Pathogenicity tests showed that C. paragominensis and C. imperata are pathogenic to E. grandis × E. brassiana hybrid genotype and E. urophylla genotype, respectively. Although the death of Eucalyptus trees due to CLB is not common, it affects Eucalyptus plants most severely from six months to 2–3 years after planting (Graça et al. 2009).
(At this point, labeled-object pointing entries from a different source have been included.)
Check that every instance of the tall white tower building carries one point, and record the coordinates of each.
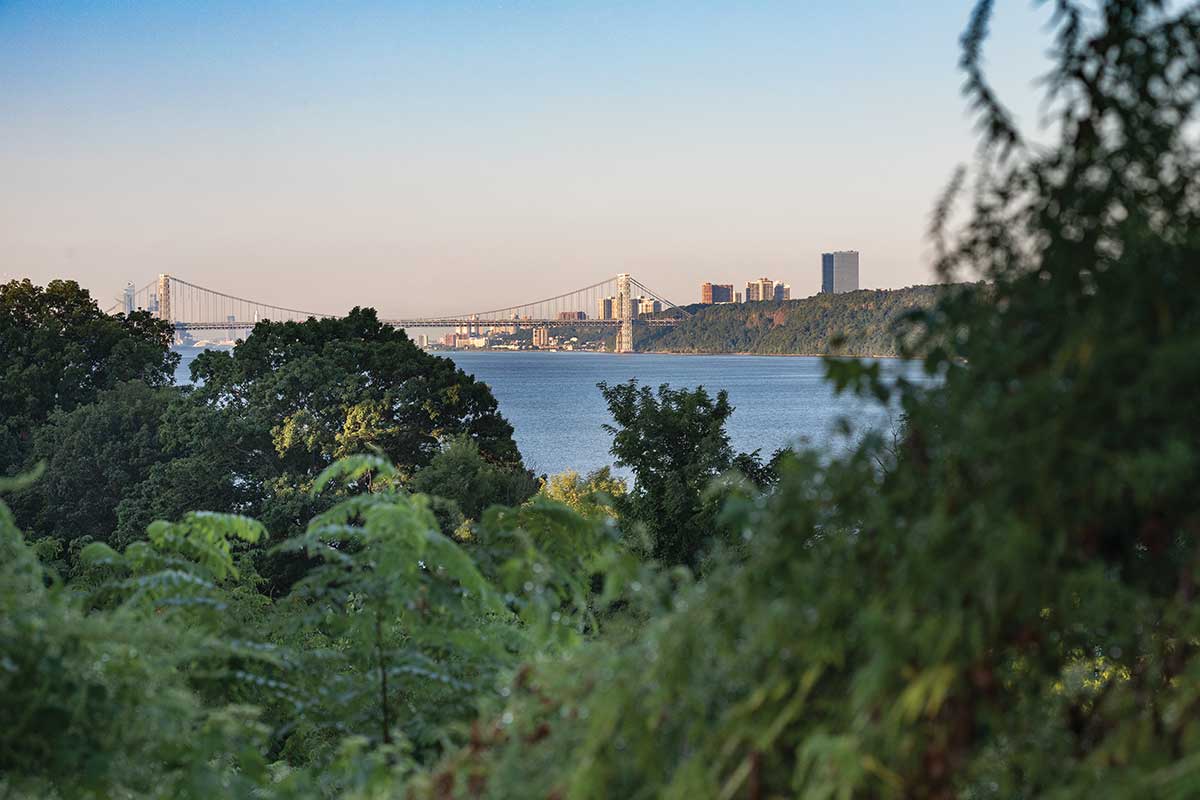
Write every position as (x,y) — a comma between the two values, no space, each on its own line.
(839,271)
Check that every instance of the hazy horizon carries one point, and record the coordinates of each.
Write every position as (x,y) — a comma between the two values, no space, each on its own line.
(431,157)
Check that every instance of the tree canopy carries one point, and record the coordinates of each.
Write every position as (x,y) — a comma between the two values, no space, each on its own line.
(58,350)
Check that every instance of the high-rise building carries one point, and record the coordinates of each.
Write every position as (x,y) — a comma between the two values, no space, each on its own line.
(760,289)
(646,306)
(839,271)
(714,293)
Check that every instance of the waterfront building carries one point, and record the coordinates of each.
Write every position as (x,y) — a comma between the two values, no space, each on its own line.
(839,271)
(715,293)
(646,306)
(761,289)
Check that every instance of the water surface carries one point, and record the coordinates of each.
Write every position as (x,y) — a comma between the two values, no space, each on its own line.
(557,411)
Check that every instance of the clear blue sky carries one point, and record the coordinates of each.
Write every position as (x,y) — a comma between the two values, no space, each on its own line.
(425,157)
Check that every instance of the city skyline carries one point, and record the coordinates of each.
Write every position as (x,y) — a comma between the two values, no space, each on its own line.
(371,155)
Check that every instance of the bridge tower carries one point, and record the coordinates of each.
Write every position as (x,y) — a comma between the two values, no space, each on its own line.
(624,313)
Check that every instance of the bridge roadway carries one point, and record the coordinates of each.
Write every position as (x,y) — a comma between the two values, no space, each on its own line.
(241,325)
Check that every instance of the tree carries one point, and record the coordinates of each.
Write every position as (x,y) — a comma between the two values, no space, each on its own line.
(460,473)
(591,497)
(270,415)
(311,392)
(1008,608)
(58,350)
(676,445)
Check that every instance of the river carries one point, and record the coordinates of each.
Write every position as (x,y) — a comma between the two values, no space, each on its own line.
(557,411)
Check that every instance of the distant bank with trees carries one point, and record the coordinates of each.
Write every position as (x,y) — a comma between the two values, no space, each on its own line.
(861,323)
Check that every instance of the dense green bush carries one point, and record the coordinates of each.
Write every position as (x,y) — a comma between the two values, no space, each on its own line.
(1008,608)
(58,350)
(1000,602)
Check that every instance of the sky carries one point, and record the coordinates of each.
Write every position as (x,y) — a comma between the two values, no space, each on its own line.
(431,157)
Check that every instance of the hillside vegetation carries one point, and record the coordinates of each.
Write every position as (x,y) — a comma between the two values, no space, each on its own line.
(858,323)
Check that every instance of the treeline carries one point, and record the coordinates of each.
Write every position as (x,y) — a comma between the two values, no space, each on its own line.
(863,323)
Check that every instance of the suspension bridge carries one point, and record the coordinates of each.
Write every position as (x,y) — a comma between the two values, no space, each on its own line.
(617,302)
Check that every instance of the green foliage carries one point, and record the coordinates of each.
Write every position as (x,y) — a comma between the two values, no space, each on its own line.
(58,350)
(461,474)
(675,441)
(591,497)
(863,323)
(999,602)
(97,704)
(1008,608)
(94,455)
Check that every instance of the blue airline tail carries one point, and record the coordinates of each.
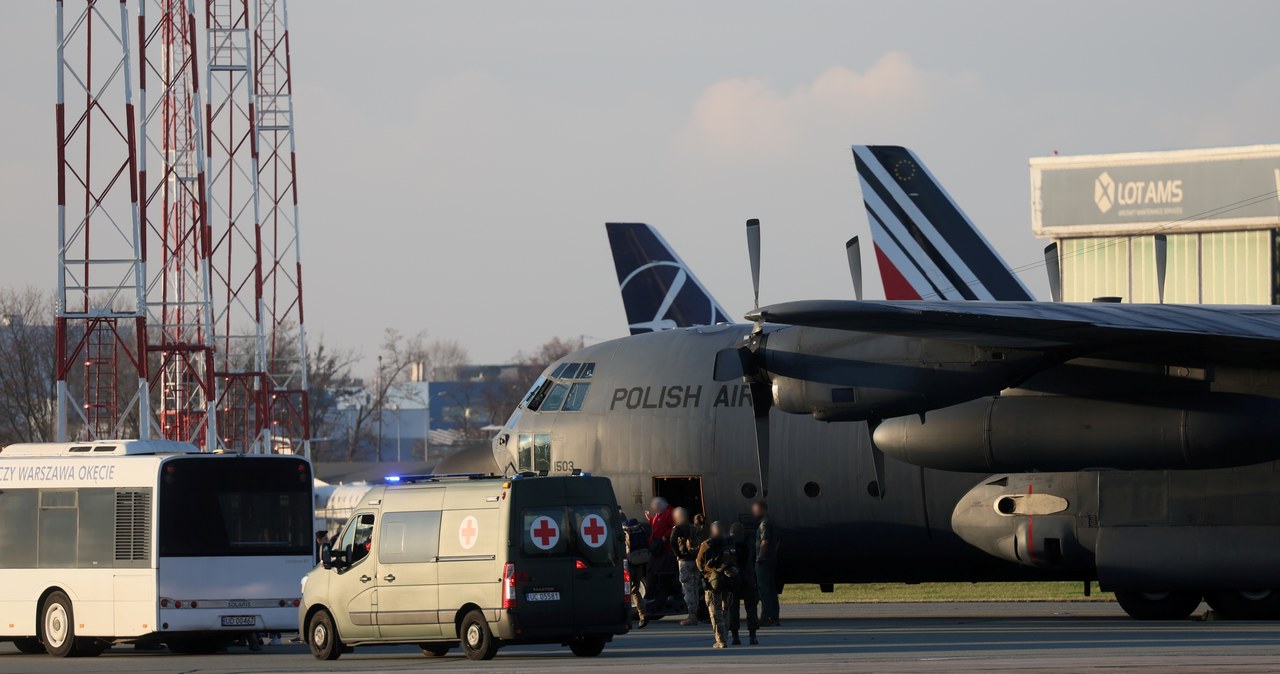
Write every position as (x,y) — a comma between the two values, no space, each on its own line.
(926,246)
(659,292)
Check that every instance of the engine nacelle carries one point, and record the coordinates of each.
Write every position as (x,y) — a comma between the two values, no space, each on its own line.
(837,375)
(1033,432)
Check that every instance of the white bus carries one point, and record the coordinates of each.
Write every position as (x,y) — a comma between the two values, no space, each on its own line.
(149,541)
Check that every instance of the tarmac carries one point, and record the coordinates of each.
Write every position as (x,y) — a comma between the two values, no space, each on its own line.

Although the economic loss due to defoliation caused by CLB has not been quantified directly, according to artificial pruning studies conducted by Pulrolnik et al. (2005) and Pires (2000), when the loss of branches is equal to or greater than 75% of E. grandis seedlings of one year of age, the volumetric productivity has decreased by 45% by the time they reach seven years old. Therefore, it has been inferred that in susceptible clones, the pathogen can cause economic losses, since under favorable conditions, infection by Calonectria can result in severe defoliation (Soares et al. 2018). Additionally, Miranda et al. (2021) indicated a potential growth loss of 19.8 to 39.6% due to CLB, and by using the estimates of growth reduction from Pires (2000) as a baseline, concluded that a reduction in the volumetric increment to the order of 39.6% may result in an economic loss of R$ 4291.00 per ha, considering a price of Eucalyptus wood as R$ 38.70 per m3 (IEA 2020) and a production of 280 m3·ha-1 in the first 7-year rotation. Therefore, accurate diagnoses of plant diseases and identification of their casual agents are fundamental in promoting the development of effective disease management strategies (Wingfield et al. 2015; Liu and Chen 2017).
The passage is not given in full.